Agora, os líderes ocidentais estão alertando para algo muito pior: uma invasão russa em grande escala da Ucrânia. Se vier, a frente oriental seria um lugar fácil para começar, com os rebeldes pró-Rússia abrindo o caminho.
Maria tenta não se estressar com tudo isso. A soldada de 26 anos, falante e franzina, estava em sua trincheira, armada com um fuzil Kalashnikov. Ela faz parte da 56ª brigada de infantaria da Ucrânia. O exército nos pediu para divulgar apenas o primeiro nome dela, para evitar perseguições nas mídias sociais.
"Eu tento evitar a política e não assistir televisão. Também tento não ficar muito preocupada", diz. "Mas estamos prontos. Treinamos muito. Entendo que não será como um exercício de treinamento, será difícil para todos. Mas nosso moral está alto e estamos firmes".

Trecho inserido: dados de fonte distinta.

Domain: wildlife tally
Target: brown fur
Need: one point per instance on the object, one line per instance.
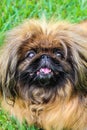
(69, 110)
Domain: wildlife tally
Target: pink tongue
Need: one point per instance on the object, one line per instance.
(45, 70)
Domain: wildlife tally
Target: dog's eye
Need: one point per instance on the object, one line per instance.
(31, 54)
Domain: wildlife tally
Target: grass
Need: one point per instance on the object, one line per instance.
(14, 12)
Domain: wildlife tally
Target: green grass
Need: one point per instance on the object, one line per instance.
(14, 12)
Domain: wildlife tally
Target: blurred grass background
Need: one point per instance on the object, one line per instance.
(13, 12)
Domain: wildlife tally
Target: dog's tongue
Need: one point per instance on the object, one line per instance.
(45, 70)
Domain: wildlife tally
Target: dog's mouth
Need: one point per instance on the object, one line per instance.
(45, 76)
(44, 71)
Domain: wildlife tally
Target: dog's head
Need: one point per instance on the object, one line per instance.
(43, 61)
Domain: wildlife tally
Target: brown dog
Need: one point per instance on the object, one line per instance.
(43, 74)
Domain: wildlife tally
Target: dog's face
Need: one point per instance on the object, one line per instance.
(46, 63)
(44, 67)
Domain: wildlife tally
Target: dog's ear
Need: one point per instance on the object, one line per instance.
(8, 61)
(77, 42)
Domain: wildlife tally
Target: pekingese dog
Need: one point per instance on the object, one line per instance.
(43, 74)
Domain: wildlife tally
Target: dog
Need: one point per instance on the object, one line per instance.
(43, 74)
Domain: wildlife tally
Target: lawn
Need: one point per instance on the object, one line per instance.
(14, 12)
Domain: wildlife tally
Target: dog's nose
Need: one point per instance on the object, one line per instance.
(45, 56)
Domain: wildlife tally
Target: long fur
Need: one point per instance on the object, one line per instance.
(68, 111)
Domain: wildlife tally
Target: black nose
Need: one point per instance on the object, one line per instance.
(45, 56)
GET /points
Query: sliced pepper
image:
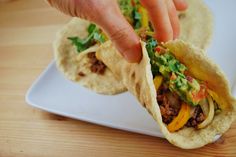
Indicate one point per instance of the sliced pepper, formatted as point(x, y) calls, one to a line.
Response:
point(210, 115)
point(181, 119)
point(158, 81)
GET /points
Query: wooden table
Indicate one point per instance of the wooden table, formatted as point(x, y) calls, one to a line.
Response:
point(27, 29)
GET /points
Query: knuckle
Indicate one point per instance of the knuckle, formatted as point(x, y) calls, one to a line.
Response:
point(120, 34)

Maria tem vários irmãos. Dois serviram na guarda nacional da Ucrânia. Seu irmão mais novo logo estará na linha de frente, como artilheiro dos tanques. Em casa, os pais aposentados estão cuidando do filho dela, de quatro anos.
"Foi muito difícil deixá-lo", conta. "Mas desde que eu tinha seis anos meu sonho era entrar para o exército. Eu não achava que acabaria na linha de frente, mas não me arrependo de estar aqui." Perto, um de seus companheiros cortava madeira com um machado. O frio é uma ameaça constante, com os separatistas a cerca de um quilômetro de distância.
Maria caminhou por um labirinto de túneis até seu quarto longe de casa, um beliche abaixo do solo. Desenhos infantis de cores vivas estão colados nas paredes de barro. "Estes vêm de diferentes escolas, como agradecimento", revela. "Isso ajuda a aumentar o nosso moral."
A guerra de Maria é sobre o futuro de sua terra natal, mas pode existir muito mais em jogo do que o destino da Ucrânia. A Rússia está traçando linhas de batalha em uma nova Guerra Fria. A questão agora é o futuro da Organização do Tratado do Atlântico Norte (Otan) e a política de segurança estabelecida na Europa.
'Guerra de informação'
O presidente dos Estados Unidos, Joe Biden, alertou para uma "possibilidade" de que a Rússia invada a Ucrânia em fevereiro e, ao fazê-lo, "mude o mundo". O primeiro-ministro do Reino Unido, Boris Johnson, invocou os horrores da Chechênia e da Bósnia. Mas a crescente preocupação internacional está em desacordo com o que se ouve de alguns ucranianos.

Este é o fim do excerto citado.